I’m thinking of Ramir Qadry and the smile of deep and profound gratification she, a Muslim woman, showed when she was asked to deliver the closing benediction at my Installation service in Seattle. Her offering that prayer filled her with much pride, and left me filled with my own joy and satisfaction.

I’m thinking about Reed Baer, the pastor of the Barnstable Church which this past year celebrated 400 years since their organizing in resistance to religious oppression in England early in the 17th century; and remembering how he asked me if I wanted to ring the church bell that Sunday, a bell that had been cast by Paul Revere. I said yes, and felt the joy of a little child as I pulled the rope and called the townspeople to gather for worship that Sunday.

I’m thinking about the Syrian mother living in a refugee camp in Jordan just one kilometer from the Syrian border, holding her baby proudly in her arms and then trusting me to take him in my arms. The smile of pride on her face as I held that beautiful child hid the horror of her circumstances, and reminded me of a line from Paul: rejoice in all circumstances.

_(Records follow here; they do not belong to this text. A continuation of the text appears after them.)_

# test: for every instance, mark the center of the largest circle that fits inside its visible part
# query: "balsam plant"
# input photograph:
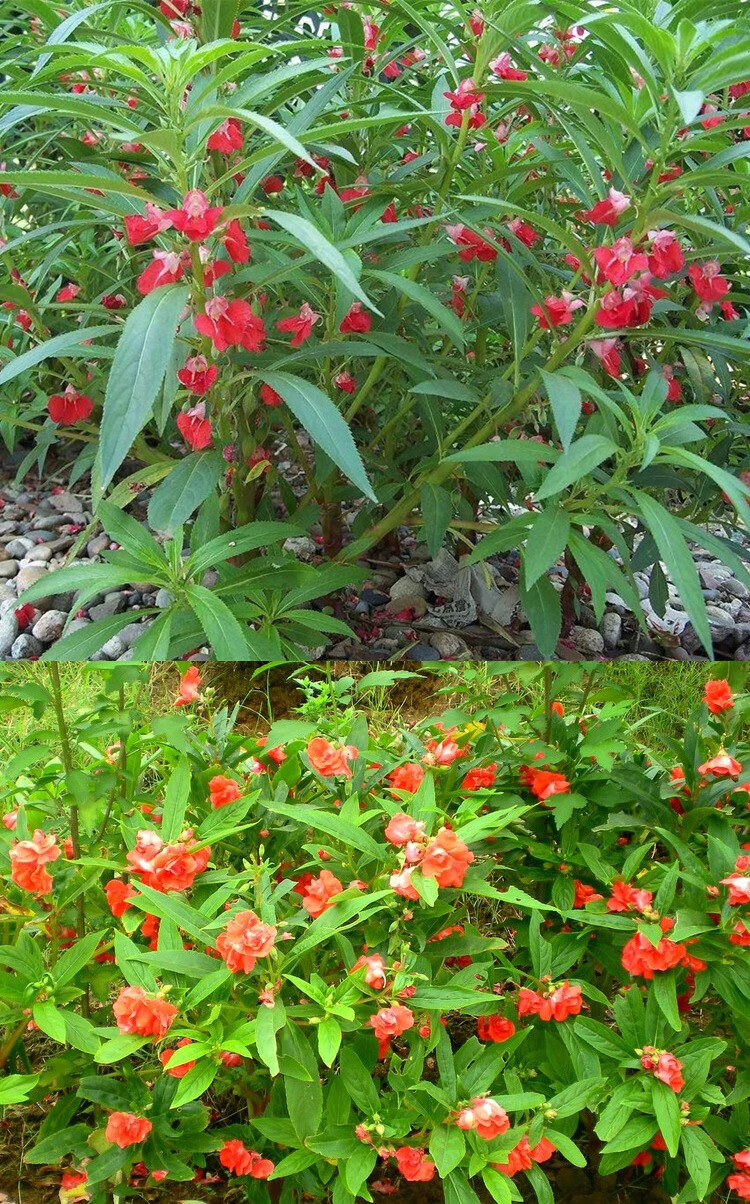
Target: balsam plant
(326, 957)
(489, 264)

I’m thinking of the lone soldier who stood in the massive crowds that lined the streets of Cleveland during the week of the Republican Party’s convention this summer. He was in full uniform, medals and badges and all – holding an American flag with a peace sign where the stars should have been. I asked if I could take his picture, and he asked if I was with the FBI. I smiled and said no, the UCC. He smiled back and then said, “By all means, yes.” In that moment, joy erupted between the two of us.

I’m thinking of Byron, pastor on Dakota reservation lands, who told of how he helped young tribal members mount horses and ride with him to Standing Rock. When they arrived, they were asked by the tribal elders to stand guard for them on horseback, protecting them from armed soldiers assembled to disassemble their peaceful demonstrations. Joy was writ large across his face as he recounted to me the story of those young warriors and their new found pride and purpose as protectors of their people.

There is much in the world today that fills us with despair and hopelessness. But there is also joy. Remember the words of Thich Nhat Hahn, who once said “sometimes my joy is the source of my smile; at other times my smile is the source of my joy.” Choose your steps wisely, gentle soul, seeking pathways that bring joy to the world as you journey your way Into the Mystic.